Politics/Foreign Policy
Egypt Delays Aid-Worker Trial, as U.S. Steps Up Talks (Matt Bradley, Wall Street Journal)
An Egyptian judge adjourned a trial of 43 civil-society workers, including at least 16 Americans, who are charged with taking illegal foreign funding, prolonging a legal dispute that is inflaming relations between the U.S. and its crucial Mideast partner. The decision, which postpones the trial until April 26, is not unusual, as Egyptian trials routinely adjourn after the opening session to allow time for the defense and prosecution to prepare their cases. The trial of President Hosni Mubarak, which ended last week ahead of a final verdict on June 2, was also adjourned at the outset. With the trial now underway, the delay is unlikely to open new avenues for a diplomatic settlement. Cairo has said repeatedly that the trial is a judicial matter that will brook no outside interference.
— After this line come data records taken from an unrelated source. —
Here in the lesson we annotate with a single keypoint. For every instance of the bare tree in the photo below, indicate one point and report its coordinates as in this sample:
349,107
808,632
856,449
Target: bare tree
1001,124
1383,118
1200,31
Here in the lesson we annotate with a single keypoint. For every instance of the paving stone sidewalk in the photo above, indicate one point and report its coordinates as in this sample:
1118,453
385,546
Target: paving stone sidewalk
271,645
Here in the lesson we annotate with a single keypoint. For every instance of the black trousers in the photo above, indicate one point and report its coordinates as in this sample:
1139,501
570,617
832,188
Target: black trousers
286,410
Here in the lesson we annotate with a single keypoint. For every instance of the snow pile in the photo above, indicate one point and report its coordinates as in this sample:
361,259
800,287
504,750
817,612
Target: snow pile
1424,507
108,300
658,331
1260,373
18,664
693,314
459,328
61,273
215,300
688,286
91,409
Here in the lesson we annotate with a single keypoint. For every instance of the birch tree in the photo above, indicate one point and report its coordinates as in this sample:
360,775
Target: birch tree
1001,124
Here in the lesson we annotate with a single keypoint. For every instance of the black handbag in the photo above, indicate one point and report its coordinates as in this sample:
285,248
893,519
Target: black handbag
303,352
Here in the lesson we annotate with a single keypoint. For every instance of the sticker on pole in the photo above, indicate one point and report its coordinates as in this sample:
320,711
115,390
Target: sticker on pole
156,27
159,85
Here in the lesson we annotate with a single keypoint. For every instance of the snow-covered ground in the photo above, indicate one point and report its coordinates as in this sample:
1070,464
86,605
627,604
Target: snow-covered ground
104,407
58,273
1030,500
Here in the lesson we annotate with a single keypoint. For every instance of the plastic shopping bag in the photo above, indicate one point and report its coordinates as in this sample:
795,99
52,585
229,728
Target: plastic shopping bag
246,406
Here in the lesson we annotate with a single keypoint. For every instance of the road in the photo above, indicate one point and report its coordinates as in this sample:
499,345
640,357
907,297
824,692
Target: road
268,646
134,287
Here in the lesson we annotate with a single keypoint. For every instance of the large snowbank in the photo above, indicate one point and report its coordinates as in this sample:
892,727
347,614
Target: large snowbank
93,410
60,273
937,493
The U.S. government is “having intense talks at the highest levels of the Egyptian government” over the accused Americans, Secretary of State Hillary Clinton told CNN in the Moroccan capital of Rabat, where she was on an official visit Sunday.
A Taste of Hope Sends Refugees Back to Darfur (Jeffrey Gettleman, New York Times)
More than 100,000 people in Darfur have left the sprawling camps where they had taken refuge for nearly a decade and headed home to their villages over the past year, the biggest return of displaced people since the war began in 2003 and a sign that one of the world’s most infamous conflicts may have decisively cooled. And while the many thousands going home are only a small fraction of Darfur’s total displaced population, they are doing so voluntarily, United Nations officials say, offering one of the most concrete signs of hope this war-weary region has seen in years. “It’s amazing,” said Dysane Dorani, head of the United Nations peacekeeping mission for the western sector of Darfur. “The people are coming together. It reminds me of Lebanon after the civil war.”
In Syria, aid agencies unable to evacuate wounded from Homs (Patrick J. McDonnell, Los Angeles Times)
Aid agencies were unable to evacuate any people Saturday from a battle-scarred neighborhood in the central Syrian city of Homs, one day after the United States and other nations demanded that President Bashar Assad allow humanitarian aid into strife-ridden Syria. Among the injured still stranded in Homs’ Baba Amr district were a pair of Western journalists, Edith Bouvier of the French daily Le Figaro and Paul Conroy of the Sunday Times of London. Both suffered leg injuries in a shelling attack Wednesday that killed two other Western journalists. Aid groups were unable to work out an arrangement after extensive discussions with both government and opposition representatives, said Saleh Dabbakeh, a spokesman in Damascus for the Red Cross. “We kept negotiating all day long, but unfortunately the negotiations did not lead to anything,” Dabbakeh said by telephone from the Syrian capital.